Modelling Diffuse Subcellular Protein Structures as Dynamic Social Networks

TL;DR

This paper introduces a novel approach to model and analyze the dynamic behavior of diffuse subcellular structures like mitochondria using probabilistic mixtures and graph theory, providing a rigorous framework for bioimaging analysis.

Contribution

It presents a new method to model subcellular morphologies as dynamic social networks using probabilistic mixtures and graph Laplacians, enabling quantitative analysis.

Findings

Effective modeling of mitochondrial patterns as dynamic networks

Graph analysis yields biologically meaningful insights

Framework applicable to other diffuse subcellular structures

Abstract

Fluorescence microscopy has led to impressive quantitative models and new insights gained from richer sets of biomedical imagery. However, there is a dearth of rigorous and established bioimaging strategies for modeling spatiotemporal behavior of diffuse, subcellular components such as mitochondria or actin.
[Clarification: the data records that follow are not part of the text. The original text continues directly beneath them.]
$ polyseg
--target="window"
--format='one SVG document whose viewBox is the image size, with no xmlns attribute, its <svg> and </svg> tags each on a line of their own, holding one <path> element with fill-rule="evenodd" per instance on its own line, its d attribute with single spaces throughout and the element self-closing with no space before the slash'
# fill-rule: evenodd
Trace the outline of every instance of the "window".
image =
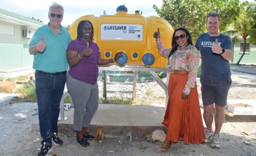
<svg viewBox="0 0 256 156">
<path fill-rule="evenodd" d="M 242 53 L 244 50 L 244 43 L 240 43 L 240 53 Z M 245 53 L 250 53 L 250 43 L 246 43 L 245 44 Z"/>
<path fill-rule="evenodd" d="M 0 34 L 14 35 L 14 27 L 0 25 Z"/>
</svg>

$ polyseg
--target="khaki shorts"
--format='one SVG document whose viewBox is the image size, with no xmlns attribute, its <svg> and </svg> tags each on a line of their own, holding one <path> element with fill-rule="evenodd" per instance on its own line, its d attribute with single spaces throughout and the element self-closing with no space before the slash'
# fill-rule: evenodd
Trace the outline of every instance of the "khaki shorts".
<svg viewBox="0 0 256 156">
<path fill-rule="evenodd" d="M 232 83 L 230 75 L 217 80 L 200 79 L 200 82 L 203 105 L 214 103 L 220 106 L 226 106 L 227 94 Z"/>
</svg>

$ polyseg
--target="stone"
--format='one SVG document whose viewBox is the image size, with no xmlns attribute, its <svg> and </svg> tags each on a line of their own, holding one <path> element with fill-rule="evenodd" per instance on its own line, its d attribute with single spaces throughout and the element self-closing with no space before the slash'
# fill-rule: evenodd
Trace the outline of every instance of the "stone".
<svg viewBox="0 0 256 156">
<path fill-rule="evenodd" d="M 10 91 L 14 89 L 16 87 L 16 82 L 15 81 L 1 81 L 0 82 L 0 90 Z"/>
<path fill-rule="evenodd" d="M 152 139 L 163 142 L 166 137 L 166 134 L 163 130 L 156 130 L 152 133 Z"/>
</svg>

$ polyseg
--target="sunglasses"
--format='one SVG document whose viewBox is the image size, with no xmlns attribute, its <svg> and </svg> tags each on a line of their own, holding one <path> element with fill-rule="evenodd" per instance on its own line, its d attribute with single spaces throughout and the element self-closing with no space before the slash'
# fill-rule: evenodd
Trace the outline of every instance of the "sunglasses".
<svg viewBox="0 0 256 156">
<path fill-rule="evenodd" d="M 187 36 L 187 34 L 182 34 L 180 35 L 179 36 L 177 36 L 174 37 L 174 39 L 175 39 L 175 40 L 179 40 L 179 38 L 180 38 L 181 39 L 183 39 Z"/>
<path fill-rule="evenodd" d="M 51 15 L 51 17 L 55 17 L 56 16 L 57 16 L 57 17 L 58 17 L 59 18 L 61 18 L 62 17 L 62 15 L 61 15 L 60 14 L 54 14 L 53 13 L 50 13 L 50 15 Z"/>
<path fill-rule="evenodd" d="M 219 15 L 219 14 L 218 13 L 214 13 L 214 12 L 210 13 L 207 14 L 207 17 L 208 17 L 211 15 L 214 15 L 214 16 L 218 16 Z"/>
</svg>

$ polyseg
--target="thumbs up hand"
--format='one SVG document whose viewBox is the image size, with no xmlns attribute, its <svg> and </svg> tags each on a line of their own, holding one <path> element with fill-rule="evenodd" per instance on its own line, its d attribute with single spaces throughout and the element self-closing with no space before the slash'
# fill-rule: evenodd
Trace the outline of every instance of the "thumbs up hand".
<svg viewBox="0 0 256 156">
<path fill-rule="evenodd" d="M 42 36 L 42 40 L 39 43 L 37 44 L 36 49 L 38 51 L 42 52 L 45 50 L 46 45 L 45 44 L 45 38 Z"/>
<path fill-rule="evenodd" d="M 213 53 L 219 54 L 222 52 L 222 48 L 220 47 L 220 45 L 219 44 L 218 39 L 215 40 L 215 44 L 213 44 L 211 46 L 211 51 Z"/>
<path fill-rule="evenodd" d="M 156 39 L 158 39 L 160 37 L 160 32 L 159 31 L 159 28 L 157 28 L 157 31 L 154 33 L 153 37 Z"/>
<path fill-rule="evenodd" d="M 89 43 L 86 42 L 86 47 L 80 53 L 80 56 L 85 56 L 86 57 L 89 57 L 92 53 L 92 49 L 89 47 Z"/>
</svg>

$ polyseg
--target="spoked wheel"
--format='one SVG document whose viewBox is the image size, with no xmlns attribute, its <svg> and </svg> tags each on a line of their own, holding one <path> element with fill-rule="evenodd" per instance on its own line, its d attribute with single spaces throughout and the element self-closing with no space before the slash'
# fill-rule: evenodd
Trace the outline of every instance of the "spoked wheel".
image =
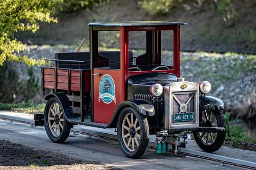
<svg viewBox="0 0 256 170">
<path fill-rule="evenodd" d="M 117 128 L 118 141 L 123 153 L 131 158 L 142 156 L 149 137 L 146 117 L 132 107 L 126 107 L 120 114 Z"/>
<path fill-rule="evenodd" d="M 61 143 L 68 137 L 71 128 L 65 119 L 63 109 L 55 98 L 46 104 L 44 114 L 45 127 L 48 136 L 53 142 Z"/>
<path fill-rule="evenodd" d="M 226 128 L 223 113 L 222 111 L 203 110 L 200 114 L 202 127 L 224 127 Z M 211 153 L 218 150 L 223 144 L 226 132 L 194 132 L 194 137 L 198 146 L 206 152 Z"/>
</svg>

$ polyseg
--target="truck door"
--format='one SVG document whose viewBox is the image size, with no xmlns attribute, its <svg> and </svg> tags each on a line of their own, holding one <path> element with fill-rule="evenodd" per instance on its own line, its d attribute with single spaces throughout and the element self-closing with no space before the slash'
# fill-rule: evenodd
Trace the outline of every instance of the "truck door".
<svg viewBox="0 0 256 170">
<path fill-rule="evenodd" d="M 120 51 L 99 53 L 108 58 L 109 66 L 93 69 L 94 122 L 108 123 L 116 107 L 123 101 L 120 58 L 118 58 Z"/>
</svg>

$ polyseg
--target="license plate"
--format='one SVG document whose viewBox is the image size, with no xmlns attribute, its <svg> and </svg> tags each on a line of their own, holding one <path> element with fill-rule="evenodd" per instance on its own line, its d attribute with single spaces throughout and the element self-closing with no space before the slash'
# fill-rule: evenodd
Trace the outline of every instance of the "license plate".
<svg viewBox="0 0 256 170">
<path fill-rule="evenodd" d="M 175 113 L 174 116 L 174 121 L 183 122 L 194 121 L 195 113 Z"/>
</svg>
In many cases, these structures are assessed by hand or with other semi-quantitative measures. We propose to build descriptive and dynamic models of diffuse subcellular morphologies, using the mitochondrial protein patterns of cervical epithelial (HeLa) cells. We develop a parametric representation of the patterns as a mixture of probability masses. This mixture is iteratively perturbed over time to fit the evolving spatiotemporal behavior of the subcellular structures. We convert the resulting trajectory into a series of graph Laplacians to formally define a dynamic network. Finally, we demonstrate how graph theoretic analyses of the trajectories yield biologically-meaningful quantifications of the structures.